11:56While programs like the Radiation Exposure Compensation Act offered some aid,
12:01they're only a small step in addressing the profound generational harm.
12:28The Black Death Led to Persecution of Jews
12:31The Black Death ravaged Europe,
12:33killing nearly half the population in the mid-14th century.

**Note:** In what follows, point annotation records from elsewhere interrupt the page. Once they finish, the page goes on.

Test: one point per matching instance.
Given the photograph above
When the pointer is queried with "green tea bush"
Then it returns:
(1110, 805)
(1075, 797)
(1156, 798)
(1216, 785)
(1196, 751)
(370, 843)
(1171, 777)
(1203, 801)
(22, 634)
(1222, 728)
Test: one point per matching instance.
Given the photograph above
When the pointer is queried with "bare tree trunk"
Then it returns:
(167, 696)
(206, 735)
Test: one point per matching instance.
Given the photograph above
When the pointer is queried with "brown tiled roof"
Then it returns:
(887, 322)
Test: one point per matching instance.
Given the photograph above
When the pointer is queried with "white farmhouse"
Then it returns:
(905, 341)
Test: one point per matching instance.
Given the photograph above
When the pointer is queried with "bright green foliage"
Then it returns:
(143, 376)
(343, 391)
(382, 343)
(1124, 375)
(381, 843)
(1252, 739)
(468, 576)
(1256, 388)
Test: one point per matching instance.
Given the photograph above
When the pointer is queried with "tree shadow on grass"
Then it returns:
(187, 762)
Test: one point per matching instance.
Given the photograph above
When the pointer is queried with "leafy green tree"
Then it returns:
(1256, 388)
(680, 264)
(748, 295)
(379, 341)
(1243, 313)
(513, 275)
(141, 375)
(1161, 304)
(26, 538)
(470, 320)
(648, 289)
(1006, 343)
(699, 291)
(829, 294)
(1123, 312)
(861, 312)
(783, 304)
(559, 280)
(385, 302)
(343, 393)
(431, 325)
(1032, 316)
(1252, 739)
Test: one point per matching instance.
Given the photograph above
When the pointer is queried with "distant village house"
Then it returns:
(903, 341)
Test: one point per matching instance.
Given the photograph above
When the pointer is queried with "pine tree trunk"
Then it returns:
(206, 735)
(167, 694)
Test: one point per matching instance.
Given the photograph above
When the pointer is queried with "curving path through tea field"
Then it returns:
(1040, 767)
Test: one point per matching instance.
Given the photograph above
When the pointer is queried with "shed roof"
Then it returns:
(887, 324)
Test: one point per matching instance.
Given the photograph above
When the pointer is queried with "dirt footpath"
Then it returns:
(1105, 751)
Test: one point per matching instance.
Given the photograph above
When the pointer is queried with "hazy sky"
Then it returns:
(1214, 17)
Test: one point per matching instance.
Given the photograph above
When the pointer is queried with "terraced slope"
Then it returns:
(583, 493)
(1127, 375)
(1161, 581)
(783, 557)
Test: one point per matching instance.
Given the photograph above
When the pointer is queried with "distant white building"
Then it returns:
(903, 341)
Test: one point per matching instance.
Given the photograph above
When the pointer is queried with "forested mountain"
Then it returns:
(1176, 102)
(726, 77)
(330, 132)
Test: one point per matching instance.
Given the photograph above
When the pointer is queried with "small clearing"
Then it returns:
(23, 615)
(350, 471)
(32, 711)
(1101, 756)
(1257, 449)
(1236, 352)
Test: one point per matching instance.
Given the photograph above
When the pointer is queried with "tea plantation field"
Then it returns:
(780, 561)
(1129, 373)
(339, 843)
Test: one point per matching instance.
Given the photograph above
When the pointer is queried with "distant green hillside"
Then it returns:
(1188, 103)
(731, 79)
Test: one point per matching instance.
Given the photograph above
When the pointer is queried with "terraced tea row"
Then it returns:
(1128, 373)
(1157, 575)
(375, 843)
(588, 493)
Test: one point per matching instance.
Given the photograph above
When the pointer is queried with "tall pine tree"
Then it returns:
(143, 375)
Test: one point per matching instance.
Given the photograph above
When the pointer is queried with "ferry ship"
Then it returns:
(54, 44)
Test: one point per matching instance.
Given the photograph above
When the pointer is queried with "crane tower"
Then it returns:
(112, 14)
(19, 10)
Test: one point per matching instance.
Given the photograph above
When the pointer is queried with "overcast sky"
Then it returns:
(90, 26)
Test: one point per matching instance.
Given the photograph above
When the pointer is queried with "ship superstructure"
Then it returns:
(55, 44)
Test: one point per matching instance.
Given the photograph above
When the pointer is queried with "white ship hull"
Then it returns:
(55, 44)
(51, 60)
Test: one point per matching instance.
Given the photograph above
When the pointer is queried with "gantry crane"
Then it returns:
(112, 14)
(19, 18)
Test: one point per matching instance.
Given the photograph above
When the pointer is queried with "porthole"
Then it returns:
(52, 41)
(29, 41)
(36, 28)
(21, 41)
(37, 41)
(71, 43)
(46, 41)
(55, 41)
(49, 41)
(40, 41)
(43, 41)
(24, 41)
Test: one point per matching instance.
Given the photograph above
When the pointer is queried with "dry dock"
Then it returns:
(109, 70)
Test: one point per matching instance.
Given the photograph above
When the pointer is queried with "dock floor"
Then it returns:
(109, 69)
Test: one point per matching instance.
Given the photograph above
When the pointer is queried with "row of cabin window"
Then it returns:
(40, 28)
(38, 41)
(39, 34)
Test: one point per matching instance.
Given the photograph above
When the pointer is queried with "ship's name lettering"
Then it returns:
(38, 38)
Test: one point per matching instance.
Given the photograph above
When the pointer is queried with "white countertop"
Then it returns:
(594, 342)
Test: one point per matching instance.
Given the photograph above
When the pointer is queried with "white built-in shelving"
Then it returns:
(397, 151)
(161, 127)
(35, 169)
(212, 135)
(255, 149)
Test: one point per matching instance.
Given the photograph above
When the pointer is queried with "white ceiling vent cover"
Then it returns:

12:36But while the bubonic plague decimated cities,
12:39another horror unfolded in town squares across the continent,
12:42the widespread persecution of Jewish people.
12:45Jewish communities were accused of poisoning wells and spreading the plague,
12:49leading to both brutal massacres and pogroms.
12:52Ironically, their lower infection rates may have actually been related to Jewish everyday life.
12:57Religious practices like the Mikveh, a ritual bath,
13:00and strict dietary and hygiene laws seemingly helped keep Jewish communities healthy.
13:04But this was just misinterpreted as evidence of guilt.
13:07Instead of recognizing these practices as protective measures,
13:11superstitious fear fueled mass violence.
13:13Entire communities were wiped out in pogroms,
13:16and the plague became an excuse for rampant antisemitism.
13:20History is full of tragedies compounded by bad choices and malice.
13:24What other tragedies are worse than we remember?